Origins 8(1):5-6 (1981).

EDITORIAL


    It is to be expected that where there is a diversity of opinion between groups, a misunderstanding of the other's position will inevitably result. Because of limits in resources and time it is natural to concentrate one's efforts in areas which one believes to be correct and gain only glimpses of what the other side believes to be true. The discourses between proponents of creationistic and evolutionary thought provide a good example. With their minority position and a certain defensiveness, a case could be made, however, for a claim that creationists better understand the basis from which evolutionary thought arises, than the converse. If one uses information taken from recent publications, as well as from letters to editors in journals such as Nature and Science, one is impressed at how poorly the creationist stance is understood by those of an evolutionary mind.
    The presumption that the presence of God in a scientific discipline somehow makes science unpredictable, unusable and not even much fun is a recurring and very troubling theme. If the basis of science rests on reproducibility, experimentation and model testing, the entrance and action of God into this scheme is considered to mess things up because one does not then know whether the results one sees are from natural events or the finger of God.
    Man is a creature who looks for cause and effect and is driven to place the Universe in some intellectual order. With this order comes assurance that life can be lived with only a limited number of surprises. An existence where nothing is the same from moment to moment would be most troubling. Some psychiatrists suspect that certain emotional disturbances are rooted in one's inability to see form and pattern in one's surroundings, thus leading one so affected to withdraw into some inner space, or to become wildly erratic. Thus the evolutionists' charge that the entrance of God into the natural world destroys the rational mind's ability to cope is indeed important and needs to be considered seriously.
    Let us therefore see if the charge has any validity. If one examines the number of supernatural events attributed to God or His human associates, one quickly realizes how very infrequently God has indeed put His finger unpredictably into the world about us.
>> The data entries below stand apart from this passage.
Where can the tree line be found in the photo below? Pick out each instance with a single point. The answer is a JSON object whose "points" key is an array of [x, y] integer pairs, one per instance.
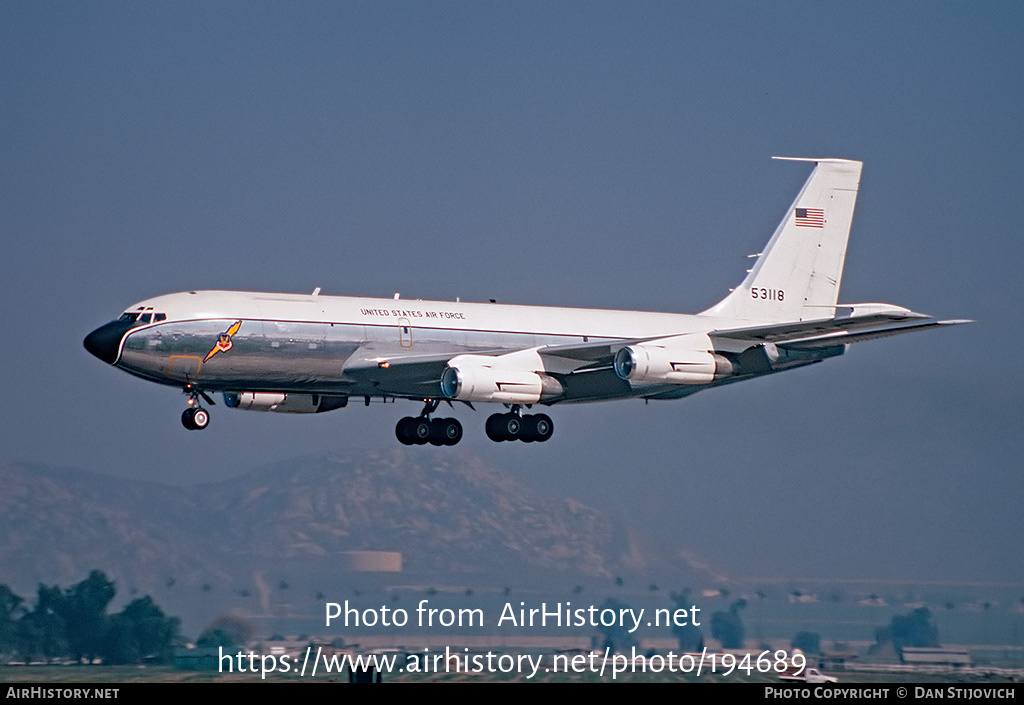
{"points": [[72, 623]]}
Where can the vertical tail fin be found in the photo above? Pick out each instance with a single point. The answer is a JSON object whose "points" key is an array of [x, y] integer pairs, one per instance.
{"points": [[798, 275]]}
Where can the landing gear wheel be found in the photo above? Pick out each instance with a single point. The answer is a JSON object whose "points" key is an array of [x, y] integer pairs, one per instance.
{"points": [[195, 418], [445, 431], [403, 430], [201, 419], [493, 427], [419, 430], [504, 427], [538, 427]]}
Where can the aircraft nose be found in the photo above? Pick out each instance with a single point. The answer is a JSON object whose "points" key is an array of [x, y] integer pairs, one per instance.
{"points": [[104, 342]]}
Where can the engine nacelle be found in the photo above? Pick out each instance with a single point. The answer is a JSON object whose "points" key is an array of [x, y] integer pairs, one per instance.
{"points": [[680, 360], [284, 403], [484, 378]]}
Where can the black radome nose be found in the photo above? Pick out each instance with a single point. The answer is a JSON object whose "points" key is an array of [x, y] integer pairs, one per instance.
{"points": [[104, 342]]}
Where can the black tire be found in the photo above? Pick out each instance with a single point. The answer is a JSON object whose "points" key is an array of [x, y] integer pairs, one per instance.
{"points": [[451, 430], [403, 430], [511, 426], [494, 427], [420, 430], [541, 427], [201, 419]]}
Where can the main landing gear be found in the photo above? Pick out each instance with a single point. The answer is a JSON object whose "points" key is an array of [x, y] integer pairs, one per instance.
{"points": [[421, 429], [196, 417], [514, 426]]}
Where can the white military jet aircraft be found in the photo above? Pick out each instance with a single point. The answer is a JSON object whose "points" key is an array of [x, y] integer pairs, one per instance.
{"points": [[308, 354]]}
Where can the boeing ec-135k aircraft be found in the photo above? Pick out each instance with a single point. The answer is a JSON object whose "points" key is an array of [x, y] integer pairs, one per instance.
{"points": [[308, 354]]}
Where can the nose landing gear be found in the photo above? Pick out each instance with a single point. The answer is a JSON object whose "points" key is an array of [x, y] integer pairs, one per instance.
{"points": [[196, 417]]}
Using a time span of thousands of years from creation to the present, the number of observed events considered by more than a few individuals to be miraculous departures from generally observed laws of nature would probably not average more than one or two per century. This is a number far less than the numerous unique events thought by scientists to have occurred for which no solid explanation exists but which are inferred from fragmentary data.
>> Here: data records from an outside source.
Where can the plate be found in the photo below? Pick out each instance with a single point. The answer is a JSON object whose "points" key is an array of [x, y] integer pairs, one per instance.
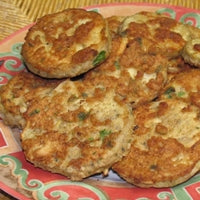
{"points": [[22, 180]]}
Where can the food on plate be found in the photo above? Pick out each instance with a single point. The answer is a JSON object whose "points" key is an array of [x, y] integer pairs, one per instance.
{"points": [[136, 75], [19, 93], [130, 102], [185, 86], [76, 132], [191, 52], [166, 146], [66, 44]]}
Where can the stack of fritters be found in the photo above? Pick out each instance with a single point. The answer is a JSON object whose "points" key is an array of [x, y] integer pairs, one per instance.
{"points": [[135, 107]]}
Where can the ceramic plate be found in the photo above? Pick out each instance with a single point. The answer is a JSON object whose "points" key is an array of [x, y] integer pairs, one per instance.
{"points": [[23, 181]]}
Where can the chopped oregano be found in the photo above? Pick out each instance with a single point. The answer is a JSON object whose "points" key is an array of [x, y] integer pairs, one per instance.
{"points": [[139, 40], [84, 95], [36, 111], [169, 92], [99, 58], [117, 65], [104, 133], [72, 98], [181, 94], [153, 167], [82, 116]]}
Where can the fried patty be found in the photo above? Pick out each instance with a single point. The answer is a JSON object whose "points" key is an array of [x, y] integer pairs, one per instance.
{"points": [[19, 93], [76, 131], [137, 75], [168, 35], [166, 146], [66, 44], [184, 85]]}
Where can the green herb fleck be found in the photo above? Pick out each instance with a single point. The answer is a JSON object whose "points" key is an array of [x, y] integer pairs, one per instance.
{"points": [[139, 40], [84, 94], [117, 65], [82, 116], [159, 68], [181, 94], [36, 111], [100, 57], [72, 98], [169, 92], [104, 133], [90, 139], [153, 167], [123, 33]]}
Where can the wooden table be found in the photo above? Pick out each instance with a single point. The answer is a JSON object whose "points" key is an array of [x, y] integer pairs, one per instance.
{"points": [[15, 14]]}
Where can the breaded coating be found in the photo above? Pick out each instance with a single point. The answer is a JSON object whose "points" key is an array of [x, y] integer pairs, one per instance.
{"points": [[19, 93], [166, 146], [114, 22], [168, 35], [76, 131], [66, 44], [191, 52], [184, 85], [137, 75]]}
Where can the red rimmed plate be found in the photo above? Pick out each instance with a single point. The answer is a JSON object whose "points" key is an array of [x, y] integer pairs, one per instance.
{"points": [[23, 181]]}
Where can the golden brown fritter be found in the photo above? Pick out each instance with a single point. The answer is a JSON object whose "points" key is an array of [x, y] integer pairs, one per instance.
{"points": [[166, 146], [168, 35], [137, 75], [19, 93], [184, 85], [66, 44], [77, 133], [191, 52]]}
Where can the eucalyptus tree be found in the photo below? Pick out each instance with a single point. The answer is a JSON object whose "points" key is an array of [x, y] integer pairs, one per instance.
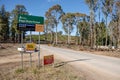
{"points": [[93, 7], [114, 25], [55, 12], [79, 18], [84, 30], [49, 26], [107, 7], [19, 9], [68, 20], [4, 24]]}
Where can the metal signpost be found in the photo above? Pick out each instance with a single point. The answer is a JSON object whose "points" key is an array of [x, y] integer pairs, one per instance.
{"points": [[30, 23]]}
    Even with those infrequent events of Divine origin there is a significant difference. With the exception of the creation account, the majority, if not all, of God's entrances into the human sphere have been preceded by a statement of what was going to take place. It is almost as if God realizes the importance for humankind to recognize order in his surroundings, and thus protects him from falling into a confused state by saying that He will enter the human domain and will do the following acts. Rather than providing surprises, God notifies humankind of an event so that the process can be watched and understood.
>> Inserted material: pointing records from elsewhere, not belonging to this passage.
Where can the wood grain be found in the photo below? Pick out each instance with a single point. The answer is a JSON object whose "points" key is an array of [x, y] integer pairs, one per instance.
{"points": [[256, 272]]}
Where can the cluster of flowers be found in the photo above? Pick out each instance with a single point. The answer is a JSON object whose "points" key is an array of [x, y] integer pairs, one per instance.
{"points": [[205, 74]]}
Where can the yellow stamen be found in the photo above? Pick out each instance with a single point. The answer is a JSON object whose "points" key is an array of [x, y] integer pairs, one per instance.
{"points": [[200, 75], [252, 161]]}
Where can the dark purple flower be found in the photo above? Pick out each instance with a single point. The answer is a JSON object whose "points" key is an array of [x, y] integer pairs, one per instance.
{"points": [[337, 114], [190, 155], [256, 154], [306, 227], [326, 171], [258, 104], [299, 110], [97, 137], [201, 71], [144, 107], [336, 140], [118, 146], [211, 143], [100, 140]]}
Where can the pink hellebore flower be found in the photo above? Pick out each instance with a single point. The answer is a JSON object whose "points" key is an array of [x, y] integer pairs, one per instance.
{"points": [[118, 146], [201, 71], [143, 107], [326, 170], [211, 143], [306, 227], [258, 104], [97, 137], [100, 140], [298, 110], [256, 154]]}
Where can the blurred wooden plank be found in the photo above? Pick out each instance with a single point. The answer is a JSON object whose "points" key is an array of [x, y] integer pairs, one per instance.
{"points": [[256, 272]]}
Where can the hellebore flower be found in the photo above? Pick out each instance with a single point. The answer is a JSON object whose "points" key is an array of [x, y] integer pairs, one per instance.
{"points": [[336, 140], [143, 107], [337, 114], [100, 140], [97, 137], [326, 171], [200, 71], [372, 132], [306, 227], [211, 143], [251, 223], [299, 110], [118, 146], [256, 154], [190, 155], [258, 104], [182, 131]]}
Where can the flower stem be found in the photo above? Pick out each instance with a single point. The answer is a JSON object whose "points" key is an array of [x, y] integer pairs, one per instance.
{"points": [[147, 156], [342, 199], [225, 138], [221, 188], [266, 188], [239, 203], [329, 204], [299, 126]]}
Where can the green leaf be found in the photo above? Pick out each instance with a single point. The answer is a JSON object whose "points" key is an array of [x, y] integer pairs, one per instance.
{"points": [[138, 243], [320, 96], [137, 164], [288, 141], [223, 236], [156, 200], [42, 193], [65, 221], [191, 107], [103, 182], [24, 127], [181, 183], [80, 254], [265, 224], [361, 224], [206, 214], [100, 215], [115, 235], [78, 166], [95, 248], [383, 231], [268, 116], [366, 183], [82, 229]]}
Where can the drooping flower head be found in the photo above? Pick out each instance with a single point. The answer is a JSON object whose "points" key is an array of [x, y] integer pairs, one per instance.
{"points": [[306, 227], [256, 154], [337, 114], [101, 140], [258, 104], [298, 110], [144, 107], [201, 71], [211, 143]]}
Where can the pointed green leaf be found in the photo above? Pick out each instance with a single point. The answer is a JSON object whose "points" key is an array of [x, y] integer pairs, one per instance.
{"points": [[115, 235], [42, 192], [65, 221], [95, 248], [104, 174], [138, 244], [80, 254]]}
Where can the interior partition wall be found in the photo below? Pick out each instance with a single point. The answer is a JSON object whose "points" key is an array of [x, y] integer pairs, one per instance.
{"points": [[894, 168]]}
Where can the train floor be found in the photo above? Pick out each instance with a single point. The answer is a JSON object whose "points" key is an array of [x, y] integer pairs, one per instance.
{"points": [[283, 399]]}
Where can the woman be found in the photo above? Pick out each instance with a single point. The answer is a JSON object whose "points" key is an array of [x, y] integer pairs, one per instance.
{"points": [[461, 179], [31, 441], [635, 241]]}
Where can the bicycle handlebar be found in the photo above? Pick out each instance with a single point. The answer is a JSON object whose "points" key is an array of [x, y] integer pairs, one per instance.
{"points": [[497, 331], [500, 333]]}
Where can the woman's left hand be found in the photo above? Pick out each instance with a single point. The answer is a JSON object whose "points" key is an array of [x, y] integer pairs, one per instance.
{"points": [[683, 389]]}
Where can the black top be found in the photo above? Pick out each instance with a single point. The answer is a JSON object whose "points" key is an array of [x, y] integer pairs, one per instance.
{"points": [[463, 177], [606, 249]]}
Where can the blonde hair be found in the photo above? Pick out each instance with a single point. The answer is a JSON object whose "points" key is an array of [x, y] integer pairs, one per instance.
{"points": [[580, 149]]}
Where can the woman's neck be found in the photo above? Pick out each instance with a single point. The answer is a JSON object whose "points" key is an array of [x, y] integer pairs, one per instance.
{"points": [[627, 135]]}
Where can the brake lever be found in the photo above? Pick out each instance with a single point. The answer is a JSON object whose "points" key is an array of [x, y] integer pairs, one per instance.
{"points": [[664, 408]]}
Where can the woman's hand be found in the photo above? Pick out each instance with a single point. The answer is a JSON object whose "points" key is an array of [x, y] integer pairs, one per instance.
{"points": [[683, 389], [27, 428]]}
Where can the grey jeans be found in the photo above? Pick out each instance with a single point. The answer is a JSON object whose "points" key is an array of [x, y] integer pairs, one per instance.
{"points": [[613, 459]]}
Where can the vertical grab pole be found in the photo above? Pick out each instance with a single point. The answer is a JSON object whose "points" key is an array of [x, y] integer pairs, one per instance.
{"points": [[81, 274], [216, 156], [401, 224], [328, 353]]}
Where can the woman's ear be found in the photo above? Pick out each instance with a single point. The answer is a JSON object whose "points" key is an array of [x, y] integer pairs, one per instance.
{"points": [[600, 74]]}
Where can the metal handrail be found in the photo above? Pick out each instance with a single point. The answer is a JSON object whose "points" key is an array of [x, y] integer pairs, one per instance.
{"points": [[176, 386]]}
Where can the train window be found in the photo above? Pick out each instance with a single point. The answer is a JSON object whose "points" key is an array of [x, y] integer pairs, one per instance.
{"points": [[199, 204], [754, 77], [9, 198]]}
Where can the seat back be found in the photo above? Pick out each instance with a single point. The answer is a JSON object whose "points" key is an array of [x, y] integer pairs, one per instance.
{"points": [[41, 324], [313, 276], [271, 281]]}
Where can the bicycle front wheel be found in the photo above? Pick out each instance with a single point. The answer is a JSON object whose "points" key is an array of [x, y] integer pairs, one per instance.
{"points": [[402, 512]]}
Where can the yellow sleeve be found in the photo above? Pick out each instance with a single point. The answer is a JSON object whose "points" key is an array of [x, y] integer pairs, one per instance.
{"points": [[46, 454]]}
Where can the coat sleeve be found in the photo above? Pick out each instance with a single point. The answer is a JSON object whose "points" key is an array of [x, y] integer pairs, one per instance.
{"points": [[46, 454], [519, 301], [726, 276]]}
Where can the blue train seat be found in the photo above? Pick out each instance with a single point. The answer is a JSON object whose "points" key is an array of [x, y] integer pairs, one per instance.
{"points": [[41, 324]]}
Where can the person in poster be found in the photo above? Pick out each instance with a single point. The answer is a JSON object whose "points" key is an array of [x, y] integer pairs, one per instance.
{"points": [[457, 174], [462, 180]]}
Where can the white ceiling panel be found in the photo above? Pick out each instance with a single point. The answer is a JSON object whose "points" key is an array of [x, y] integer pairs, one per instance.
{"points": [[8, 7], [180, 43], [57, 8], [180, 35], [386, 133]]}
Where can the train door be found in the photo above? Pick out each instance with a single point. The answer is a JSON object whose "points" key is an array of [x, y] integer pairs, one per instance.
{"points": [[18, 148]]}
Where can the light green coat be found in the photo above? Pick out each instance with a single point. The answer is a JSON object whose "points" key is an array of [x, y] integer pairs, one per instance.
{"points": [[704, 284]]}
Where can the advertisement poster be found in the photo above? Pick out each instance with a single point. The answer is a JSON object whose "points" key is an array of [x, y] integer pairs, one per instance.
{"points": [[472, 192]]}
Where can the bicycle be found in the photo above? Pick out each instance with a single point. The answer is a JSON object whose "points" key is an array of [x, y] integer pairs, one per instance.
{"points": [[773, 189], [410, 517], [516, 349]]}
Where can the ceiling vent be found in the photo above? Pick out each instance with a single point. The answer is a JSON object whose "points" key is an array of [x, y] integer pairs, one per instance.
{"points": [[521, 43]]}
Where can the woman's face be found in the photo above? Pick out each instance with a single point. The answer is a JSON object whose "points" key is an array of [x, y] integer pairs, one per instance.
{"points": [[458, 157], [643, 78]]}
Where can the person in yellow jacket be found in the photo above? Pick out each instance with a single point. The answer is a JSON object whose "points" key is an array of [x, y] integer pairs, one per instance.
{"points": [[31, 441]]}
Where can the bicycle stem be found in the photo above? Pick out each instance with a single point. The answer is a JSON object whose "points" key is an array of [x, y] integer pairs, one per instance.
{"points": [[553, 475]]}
    This last consideration brings me to a final thought. Only sometimes stated but often implied is the idea that science in the presence of God is just not much fun. Part of this feeling may arise from the fact that science, in its race into the unknown, rewards the first one there with such honors as fame, position, and research grants. The Ph.D. system of education demands that the student discover something new. If it is learned that the research had been done already by another, the subsequent work is not considered sufficient to fulfill the requirements. Thus to say that what I am learning is already known by God (even though He may keep it a secret) can put a damper on the excitement of discovering the new. But this attitude should be viewed as an emotional and maturation problem rather than a scientific one.
    I should like to propose that rather than taking away from the pleasure of doing science, a knowledge of the actions of God could increase its pleasure. Subtle hints of forces and conditions in areas about which our knowledge is very limited are given when God is described as entering our world. Why could not these be used as a basis for thought and experiment?
    If science is the pursuit of knowledge, would it not be wise to use all sources of information available as a starting point? Would not the rate at which new knowledge is acquired increase, rather than decrease, as is often thought? It seems to me that instead of inhibiting the cause of science, the entry of God into the human realm could be a way to make more new and exciting discoveries of the world around us. One could only wish He did it more often.